“Can I Get a Witness” from the album Nobody’s Fault But Mine
“You Don’t Know What You Mean to Me”
Edwin McCain deserves credit. A decade after scoring a major alternative rock hit with a catchy tune called “I’ll Be,” the wide-eyed Carolinian has circled back to his earliest musical experiences and generated some deeply American music.
“I’ll Be” played a major part in establishing the twangy, collegiate-friendly “Carolina sound” that grew so popular a decade ago with Hootie & The Blowfish. However, the songwriter’s brand-new album, Nobody’s Fault But Mine, reaches way back to the soul and vintage rock ‘n’ roll sounds from the earliest days of pop music.
While there’s always been a tinge of blue-eyed soul in the Greenville-based musician’s more straightforward roots-rock material, this funky new collection is raw, well-arranged, and gutsy — hardly the work of a lightweight strummer repeating himself.

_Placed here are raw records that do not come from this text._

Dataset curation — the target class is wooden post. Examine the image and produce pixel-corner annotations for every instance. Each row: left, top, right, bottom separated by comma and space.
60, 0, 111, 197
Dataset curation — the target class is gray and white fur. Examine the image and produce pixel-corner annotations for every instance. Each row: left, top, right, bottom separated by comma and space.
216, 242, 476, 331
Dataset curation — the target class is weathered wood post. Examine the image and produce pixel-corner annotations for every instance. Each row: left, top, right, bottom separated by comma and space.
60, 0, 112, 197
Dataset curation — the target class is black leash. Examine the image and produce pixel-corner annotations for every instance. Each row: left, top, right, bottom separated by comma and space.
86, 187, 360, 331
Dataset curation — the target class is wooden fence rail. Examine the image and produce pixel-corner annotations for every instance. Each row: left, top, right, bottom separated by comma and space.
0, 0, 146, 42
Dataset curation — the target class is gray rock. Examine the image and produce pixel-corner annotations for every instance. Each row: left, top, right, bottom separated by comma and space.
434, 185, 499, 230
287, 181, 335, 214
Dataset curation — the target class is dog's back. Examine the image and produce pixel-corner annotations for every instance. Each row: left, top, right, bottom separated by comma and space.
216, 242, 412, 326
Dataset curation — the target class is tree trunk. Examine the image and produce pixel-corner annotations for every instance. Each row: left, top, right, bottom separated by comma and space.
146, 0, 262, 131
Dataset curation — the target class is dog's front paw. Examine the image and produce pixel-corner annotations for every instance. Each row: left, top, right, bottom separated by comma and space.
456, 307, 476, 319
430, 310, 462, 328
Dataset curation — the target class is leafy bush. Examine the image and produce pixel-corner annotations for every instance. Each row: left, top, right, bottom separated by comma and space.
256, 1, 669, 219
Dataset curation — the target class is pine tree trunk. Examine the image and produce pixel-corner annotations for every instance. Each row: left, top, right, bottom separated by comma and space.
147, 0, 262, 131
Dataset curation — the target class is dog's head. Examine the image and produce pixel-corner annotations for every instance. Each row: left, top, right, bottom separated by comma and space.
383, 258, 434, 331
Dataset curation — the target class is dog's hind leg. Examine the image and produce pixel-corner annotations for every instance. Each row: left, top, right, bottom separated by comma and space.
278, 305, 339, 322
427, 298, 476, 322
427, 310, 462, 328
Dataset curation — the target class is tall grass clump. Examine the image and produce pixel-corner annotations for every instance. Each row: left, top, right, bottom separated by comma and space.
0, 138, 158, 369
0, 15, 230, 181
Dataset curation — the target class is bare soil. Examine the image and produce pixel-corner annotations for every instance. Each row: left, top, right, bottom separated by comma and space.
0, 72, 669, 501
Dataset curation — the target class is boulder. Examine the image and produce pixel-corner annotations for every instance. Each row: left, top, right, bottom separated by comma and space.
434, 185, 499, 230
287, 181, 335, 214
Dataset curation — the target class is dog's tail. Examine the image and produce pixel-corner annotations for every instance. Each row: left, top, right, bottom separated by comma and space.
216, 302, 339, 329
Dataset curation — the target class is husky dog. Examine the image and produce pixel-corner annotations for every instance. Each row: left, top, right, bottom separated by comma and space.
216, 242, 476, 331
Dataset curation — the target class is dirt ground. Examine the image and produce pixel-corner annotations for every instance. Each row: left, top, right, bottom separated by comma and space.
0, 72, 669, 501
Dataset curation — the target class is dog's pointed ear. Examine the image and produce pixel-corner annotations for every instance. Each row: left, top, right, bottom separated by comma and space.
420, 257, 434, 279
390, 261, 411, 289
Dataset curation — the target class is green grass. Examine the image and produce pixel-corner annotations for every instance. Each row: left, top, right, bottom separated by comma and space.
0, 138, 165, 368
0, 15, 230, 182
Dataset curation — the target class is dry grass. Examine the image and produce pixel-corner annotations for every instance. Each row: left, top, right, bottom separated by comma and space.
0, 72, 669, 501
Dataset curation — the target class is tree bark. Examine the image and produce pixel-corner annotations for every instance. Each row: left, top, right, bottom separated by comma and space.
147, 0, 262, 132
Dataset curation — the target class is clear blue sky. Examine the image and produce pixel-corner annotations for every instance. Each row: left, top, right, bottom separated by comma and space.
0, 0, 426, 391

“This is really how I started out, totally influenced by that sort of soul music,” says McCain, speaking from the tour bus during his band’s trip through Texas last week. He sounds like a normal guy, undistracted or corrupted by the ups and downs of major music biz success, and grateful for the chance to collaborate and play. “I feel fortunate getting to do this and go back to soul music and what I really like. I’ve been singing in this style for a while with a lot of other stuff — even on some of the stuff that made it to the radio.”
McCain describes the new album as a collection of “vintage R&B and classic Southern soul songs.” The 15 tracks, produced by Tor Hyams (Joan Osborne, Tricky), take the funkiest bits of Motown, Stax, Muscle Shoals, and New Orleans — from Ike Turner and the Temptations to Otis Redding and popular gospel stylings. McCain adds his own earthy vocal style with confidence and feeling.
“It’s kind of a funky, old soul record,” he says. “It was something I wanted to do for a while. Kevn Kinney [a longtime friend, of Atlanta band drivn’ n’ cryin’] had been giving me a hard time for a long time about doing a smokin’ soul record. I thought, ‘Man, I don’t know who’d pay for it!’ Then a subsidiary of Time-Warner stepped in and said, ‘Yeah, we’d love to hear you sing these songs.’ It was wild, man — really one of the things that really came together. It was too cool of an opportunity to pass up.”
“I looked at almost 400 songs initially, then I told the label which ones I wanted to do … then they told me what they wanted to do,” he adds. “Between us, it worked out, and we agreed on 15 songs.”
The newly established Saguaro Road label was launched by Direct Holdings Americas Inc., which markets and sells audio and video entertainment products under the Time-Life trademark, which it uses under license from Time Warner Inc. “Saguaro Road is dedicated to presenting newly recorded American roots music,” says Direct Holdings exec Mike Jason. “When we heard Edwin’s song choices, we knew we had both the right artist and the right creative fit.”
On Nobody’s Fault But Mine, McCain managed to collaborate with some seriously heavy blues and soul cats and session players — legendary musicians like guitarist Steve Cropper (of Booker T & The MG’s), organist Ivan Neville (of Dumpstaphunk), critically-acclaimed Nashville session drummer Eddie Bayers, and vocalist Joan Osborne. McCain loved the new experience of recording songs originated by someone other than himself — and he especially enjoyed shaping them into a tough, tight, authentically soulful album.
“The way that we recorded the album had a lot to do with the raw sound,” says McCain. “When we prepared to go into the studio, we decided to record the songs the way they were originally recorded, which meant setting everything up and just doing it all live with just a couple of takes. There’s very little messing around. We were pretty much two takes and out — good and out!”
McCain’s current backing includes longtime lead guitarist Larry Chaney, guitarist/singer Pete “Liverpool” Riley, sax player and keyboardist Craig Shields, bassist Manolo “Manny” Yanes, and newly-enlisted drummer Markeya “Tez” Sherard.
“We’ve got it down to a five piece,” McCain says of his band. “Craig obviously has the big sax solo thing going, so it’s good that way, but we don’t have a whole section going on yet. Maybe if the album starts doing real good, we’ll bring one on! This direction certainly is a lot of fun, that’s for sure. It’s not over-thought, and it isn’t thought-provoking. It’s just good clean fun.”